BRIXTON CATS est un jeune groupe de la région parisienne, très
proche de la scène RASH. J'avais lu beaucoup de bien sur leur
demo, et lorsque j'ai eu l'occasion de l'écouté…
whaou, j'ai de suite accroché! Un détonnant mélange
de oi, punk-rock et anarcho, renvoyant autant à la BRIGADA FLORES
MAGON qu'aux défunts HEYOKA. Sachant que leurs textes sont bien
politisés, j'aurais bien aimé que certaines de leurs réponses
soient un peu plus développées… Cette interview
reste tout de même bien intéressante, et, c'est bien l'essentiel!
01.
Bonjour les Cats! Vous allez bien? Et si vous commenciez par vous présenté!
Qui êtes-vous, activités…
On s’appelle BRIXTON CATS. Le groupe est formé de JB à
la batterie, de Jeff à la basse, Mathieu à la guitare,
et Solen au chant.
02.
Pouvez-vous me balancer une petite bio? Histoire de savoir comment est
né le groupe, quels sont vos antécédents musicaux…
Dans quel but avez-vous formez BC?
Le groupe s’est formé il y a un peu plus de deux ans. A
l’époque Victor et Tristan ( respectivement ex-guitariste
et guitariste actuel de la BRIGADA FLORES MAGON) officiaient à
la guitare. Quelques mois plus tard Victor est parti vivre au Mexique,
puis Tristan s’est consacré exclusivement à la BRIGADA.
C’est à ce moment que Mathieu a rejoint la formation pour
reprendre la guitare. En fait, on a tous toujours eu envie de faire
de la musique, par ailleurs JB a aussi été guitariste
d’EMBUSKADE et Mathieu joue aussi dans PARANOI.
03.
Coté influences, vous vous situez où? Quels sont les groupes
qui vous ont motivez à jouer du punk-rock? Vous faites des reprises?

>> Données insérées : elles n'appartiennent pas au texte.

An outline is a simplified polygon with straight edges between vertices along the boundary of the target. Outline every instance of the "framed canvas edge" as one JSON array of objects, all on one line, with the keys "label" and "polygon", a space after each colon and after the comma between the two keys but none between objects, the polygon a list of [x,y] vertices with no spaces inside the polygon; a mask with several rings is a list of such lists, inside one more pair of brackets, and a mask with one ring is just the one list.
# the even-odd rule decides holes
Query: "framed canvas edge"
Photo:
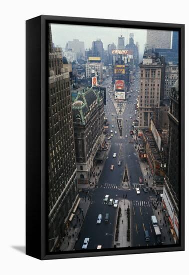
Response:
[{"label": "framed canvas edge", "polygon": [[[36,117],[36,120],[40,119],[41,122],[41,179],[40,182],[40,190],[38,188],[38,192],[41,192],[41,200],[40,200],[40,208],[39,209],[39,212],[40,213],[41,224],[40,228],[40,233],[41,237],[40,241],[40,252],[37,254],[37,256],[33,254],[29,254],[32,256],[37,258],[40,260],[50,260],[50,259],[59,259],[59,258],[81,258],[81,257],[90,257],[90,256],[116,256],[121,254],[139,254],[141,253],[150,253],[150,252],[174,252],[174,251],[182,251],[185,250],[185,190],[184,190],[184,148],[185,148],[185,136],[184,136],[184,80],[185,80],[185,25],[181,24],[172,24],[167,23],[156,23],[156,22],[130,22],[125,20],[103,20],[98,18],[72,18],[72,17],[65,17],[65,16],[38,16],[40,18],[41,20],[41,81],[40,81],[40,92],[41,94],[41,116],[40,118]],[[30,20],[32,20],[31,19]],[[28,20],[27,20],[28,21]],[[181,74],[180,76],[180,79],[181,80],[181,83],[180,83],[180,86],[181,91],[181,104],[182,108],[181,108],[181,118],[182,118],[182,124],[181,124],[181,127],[182,129],[182,132],[181,133],[181,162],[182,164],[181,170],[182,174],[181,175],[181,179],[182,181],[182,185],[181,186],[181,196],[183,196],[184,200],[182,200],[180,204],[181,207],[181,228],[180,230],[181,235],[181,246],[173,246],[173,247],[163,247],[163,248],[142,248],[137,250],[137,248],[134,248],[130,250],[114,250],[108,251],[102,251],[102,252],[70,252],[70,253],[56,253],[51,254],[47,253],[47,246],[46,246],[46,236],[47,232],[46,232],[46,222],[47,220],[45,218],[46,215],[46,207],[47,205],[46,203],[46,186],[45,186],[45,180],[46,180],[46,172],[45,167],[46,164],[46,140],[45,137],[46,136],[47,133],[47,122],[46,120],[46,114],[45,114],[45,106],[46,104],[46,97],[45,96],[45,91],[47,90],[47,68],[46,66],[47,64],[47,56],[48,52],[47,52],[47,30],[46,28],[47,24],[49,22],[54,22],[59,21],[60,22],[61,22],[62,24],[68,24],[69,22],[70,24],[74,24],[75,23],[78,23],[78,24],[82,24],[82,23],[84,22],[86,24],[96,24],[97,22],[102,25],[102,24],[108,24],[109,26],[116,26],[115,25],[124,25],[125,27],[130,26],[130,28],[137,28],[140,26],[141,28],[154,28],[155,27],[157,28],[162,29],[165,28],[167,29],[168,28],[177,28],[180,31],[181,37],[181,52],[180,52],[180,58],[181,64],[180,64],[180,68],[181,68]],[[100,26],[100,25],[99,25]],[[39,85],[38,85],[39,86]],[[27,93],[27,88],[26,88]],[[28,122],[27,122],[28,123]],[[37,134],[37,133],[35,133]],[[26,159],[27,159],[26,156]],[[27,232],[26,232],[27,234]],[[26,254],[29,254],[27,253]],[[38,255],[40,254],[40,256]]]}]

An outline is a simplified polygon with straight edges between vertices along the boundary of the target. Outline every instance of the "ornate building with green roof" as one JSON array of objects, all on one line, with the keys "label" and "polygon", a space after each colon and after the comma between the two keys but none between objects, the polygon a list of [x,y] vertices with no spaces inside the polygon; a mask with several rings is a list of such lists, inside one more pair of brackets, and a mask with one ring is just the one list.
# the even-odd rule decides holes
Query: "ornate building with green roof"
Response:
[{"label": "ornate building with green roof", "polygon": [[95,157],[104,142],[104,97],[98,90],[88,87],[79,91],[72,104],[78,184],[88,184]]}]

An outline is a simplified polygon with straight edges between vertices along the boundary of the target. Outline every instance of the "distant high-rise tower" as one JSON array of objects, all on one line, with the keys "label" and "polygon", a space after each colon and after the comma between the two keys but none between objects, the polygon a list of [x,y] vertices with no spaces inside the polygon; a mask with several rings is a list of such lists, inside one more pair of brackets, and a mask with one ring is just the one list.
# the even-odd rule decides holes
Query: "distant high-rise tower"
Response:
[{"label": "distant high-rise tower", "polygon": [[100,39],[97,39],[96,41],[93,41],[92,54],[94,56],[100,56],[101,60],[103,60],[104,50],[103,44]]},{"label": "distant high-rise tower", "polygon": [[171,32],[147,30],[148,48],[171,48]]},{"label": "distant high-rise tower", "polygon": [[118,49],[125,49],[125,38],[122,35],[118,37]]},{"label": "distant high-rise tower", "polygon": [[179,51],[179,32],[173,32],[172,48],[174,52]]}]

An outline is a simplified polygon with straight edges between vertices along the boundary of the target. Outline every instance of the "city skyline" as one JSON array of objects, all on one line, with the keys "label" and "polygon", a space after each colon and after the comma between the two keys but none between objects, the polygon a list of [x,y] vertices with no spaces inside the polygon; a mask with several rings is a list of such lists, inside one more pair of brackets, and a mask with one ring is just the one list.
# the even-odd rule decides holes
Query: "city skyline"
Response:
[{"label": "city skyline", "polygon": [[[122,35],[125,38],[125,46],[129,43],[130,34],[134,34],[134,43],[137,42],[140,46],[140,54],[142,54],[144,46],[146,43],[147,30],[133,28],[124,28],[109,27],[82,26],[51,24],[53,41],[55,46],[61,46],[65,48],[68,41],[78,39],[85,43],[85,50],[92,48],[92,42],[96,39],[101,39],[105,50],[108,45],[114,42],[118,45],[118,37]],[[95,32],[96,35],[95,36]],[[109,33],[111,33],[111,36]],[[63,37],[63,36],[64,37]],[[86,37],[87,36],[87,38]]]}]

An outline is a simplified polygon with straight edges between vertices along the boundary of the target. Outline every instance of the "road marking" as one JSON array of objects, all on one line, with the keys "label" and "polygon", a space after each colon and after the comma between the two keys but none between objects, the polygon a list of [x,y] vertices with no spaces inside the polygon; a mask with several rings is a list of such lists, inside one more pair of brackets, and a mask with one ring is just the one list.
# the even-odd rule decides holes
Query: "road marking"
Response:
[{"label": "road marking", "polygon": [[138,230],[137,230],[137,224],[135,224],[135,226],[136,226],[136,230],[137,230],[137,233],[138,234]]},{"label": "road marking", "polygon": [[141,216],[142,216],[141,206],[140,206],[140,212],[141,212]]},{"label": "road marking", "polygon": [[145,228],[144,224],[143,224],[143,225],[144,231],[145,231]]}]

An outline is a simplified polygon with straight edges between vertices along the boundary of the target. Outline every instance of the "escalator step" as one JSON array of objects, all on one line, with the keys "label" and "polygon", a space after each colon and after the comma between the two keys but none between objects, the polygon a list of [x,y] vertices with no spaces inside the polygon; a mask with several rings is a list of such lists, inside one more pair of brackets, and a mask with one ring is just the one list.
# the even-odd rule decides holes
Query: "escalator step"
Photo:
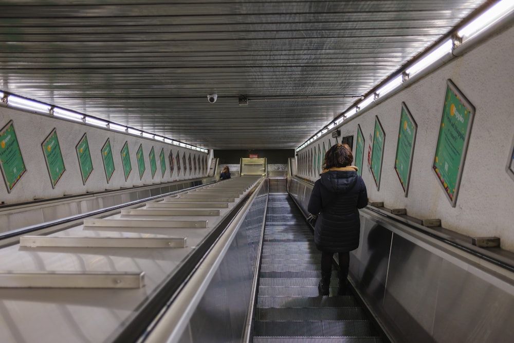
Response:
[{"label": "escalator step", "polygon": [[320,272],[316,270],[302,270],[301,272],[263,272],[261,271],[259,276],[261,278],[317,278],[319,277]]},{"label": "escalator step", "polygon": [[367,320],[256,321],[255,336],[288,337],[353,337],[375,334]]},{"label": "escalator step", "polygon": [[253,343],[382,343],[376,337],[254,337]]},{"label": "escalator step", "polygon": [[364,311],[356,308],[319,309],[258,309],[255,319],[261,321],[303,320],[365,320]]},{"label": "escalator step", "polygon": [[316,264],[263,264],[261,266],[261,272],[302,272],[302,270],[314,272],[319,271],[320,266]]},{"label": "escalator step", "polygon": [[257,297],[259,308],[274,308],[301,309],[305,308],[358,307],[355,298],[341,297]]}]

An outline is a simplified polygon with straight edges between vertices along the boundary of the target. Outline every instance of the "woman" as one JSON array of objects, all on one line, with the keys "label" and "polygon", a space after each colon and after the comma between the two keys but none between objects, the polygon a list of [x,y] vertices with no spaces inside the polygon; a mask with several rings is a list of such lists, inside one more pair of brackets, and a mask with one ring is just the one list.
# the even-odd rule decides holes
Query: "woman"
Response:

Les groupes qui nous ont motivés et inspirés sont nombreux,
par exemple il y a PARABELLUM, CAMERA SILENS, LSD, THE CLASH…
Coté influences, JB a pas mal écouté de hardcore
old school, du rocksteady, du ska. Pour Mathieu c’est le hardcore
mais aussi le métal, la oi, le ska, Jeff est très porté
sur le punk 77 à la CLASH, STIFF LITTLE FINGER, ou encore 999,
et quant à Solen, elle écoute du punk 77 comme UK SUBS
ou THE PARTISANS mais aussi du reggae 70's, du dub, de la new-wave genre
JOY DIVISION… Sinon on a repris entre autres les CLASH, l'INFANTERIE
SAUVAGE, SOCIAL DISTORTION…
04.
Quel est votre avis sur la scène punk actuelle de l'hexagone?
Avec quels groupes avez-vous des affinités? Qu'est-ce qui différencie
la scène actuelle de celle des années 80's ou 90's?
Actuellement la scène punk antifa se porte plutôt bien.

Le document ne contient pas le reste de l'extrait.